When I say ‘care’, what comes to your mind?
I want to propose three ways of caring better in a time of climate breakdown.
One: Fight for what we hold sacred.
It seems that our precious nature is often the first to go in the name of development. Our forests are often too easily written off as unimportant. Why do we have to go places like Borneo and Australia for wilderness when we live in a biodiversity hotspot? We are home to precious wildlife who are increasingly losing their homes to make way for “a better life for Singaporeans”. Old trees are the lungs of our country and I worry we are becoming an asthmatic nation. I am proud of the defenders protecting spaces like Bukit Brown, Chek Jawa and Ground-Up Initiative. I want a Singapore that holds our biodiversity as sacred, where we plant forests that are left to grow old and ancient for our great-great grandchildren to marvel at. A Singapore where we can resist talk of tradeoffs that devalue nature: let’s not trade our long-term liveability for short-term returns.
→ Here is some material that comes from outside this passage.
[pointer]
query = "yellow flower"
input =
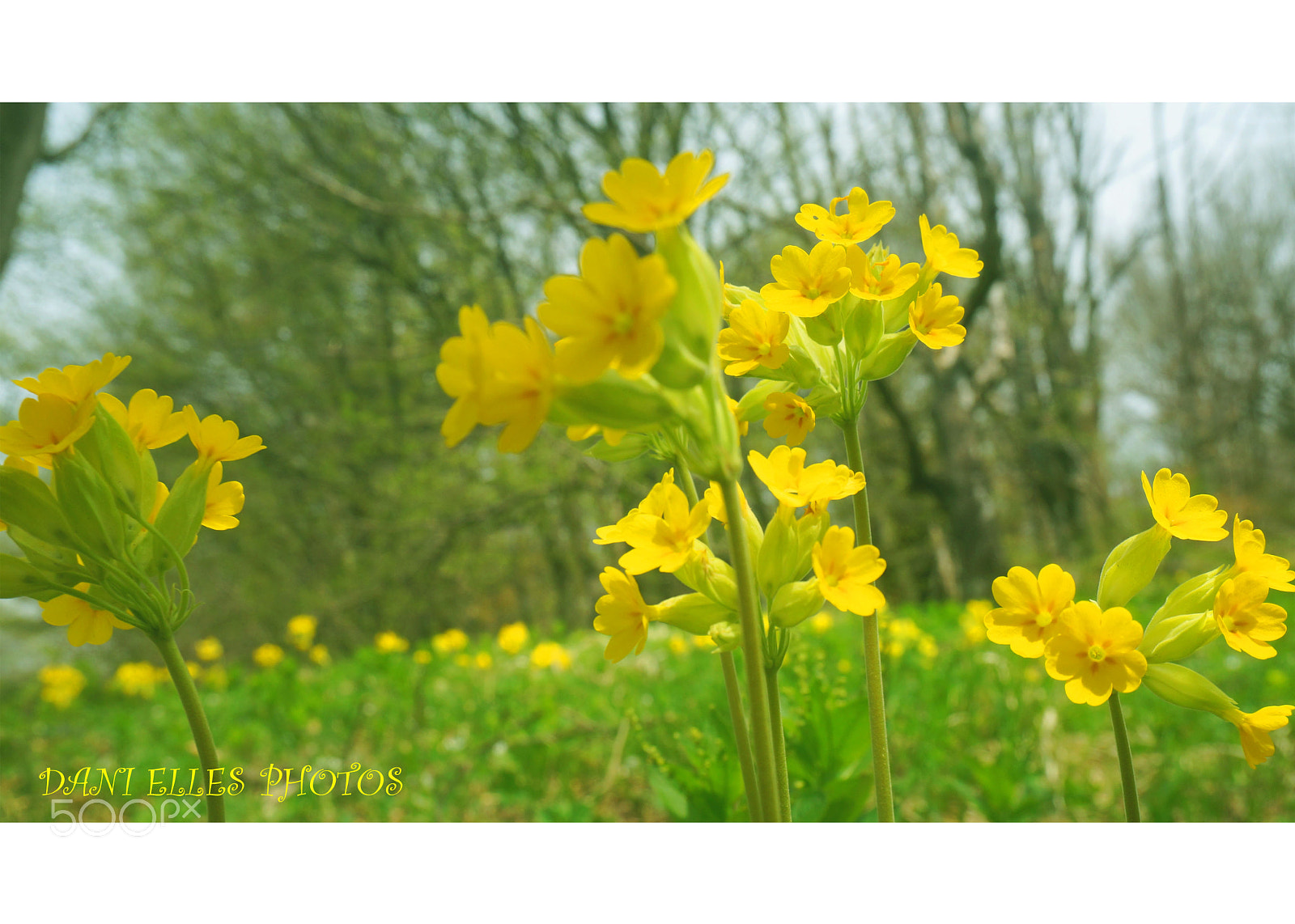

Two: Being better regional environmental neighbours.
We need to go beyond Singapore to think about our role in the region. We are small but powerful. Our practices of importing sand can have incredible unintended effects. Sand dredged from rivers kills coastal creatures, devastating rural livelihoods. Our banks are still financing coal plants and palm oil plantations across Southeast Asia. We live in a region highly vulnerable to sea level rises and heat. We are already feeling the heat. How can our importing and financing practices have stronger accountability mechanisms? I dream of a Singapore where we sustain ourselves by sustaining our neighbours, recognising that we cannot be healthy when our neighbours are fighting for their basic rights.
Three – Reconsider what is progress
Our national value systems of economic pragmatism and endless growth are increasingly incompatible with the climate collapse we are living in. We end up giving free passes to our biggest emitters in the name of a good life for all. However, we have grown in a way that has been good for an increasingly smaller group of people.
Environmental economists around the world are asking us to reconsider what progress is, and whether it should be about meeting our needs within the resources of our planet. Defined this way, Singapore is actually quite far away from progress – we are overconsuming while many are not able to meet their basic needs in a time of inflation and recession.
I want us to dream together here: Can we realise a Singapore that lives within our planetary means?
To me, it all comes back to the land. When we want to grow more than we want to care for this land, our climate actions become over-focused on policy, economics, rather than our everyday needs and realities. When they don’t come from our values of care, our actions run the risk of being greenwashed and diluted. We are dangerously close to that reality already.
Let’s bring climate action back to us, and root it in care. I see each of us as a sapling: when we grow and act together, we can become an old-growth forest nurturing our every future generation.
Madhumitha Ardhanari is a sustainability strategist and researcher. She is author of a paper on Singapore, sand extraction and its environmental and social impacts.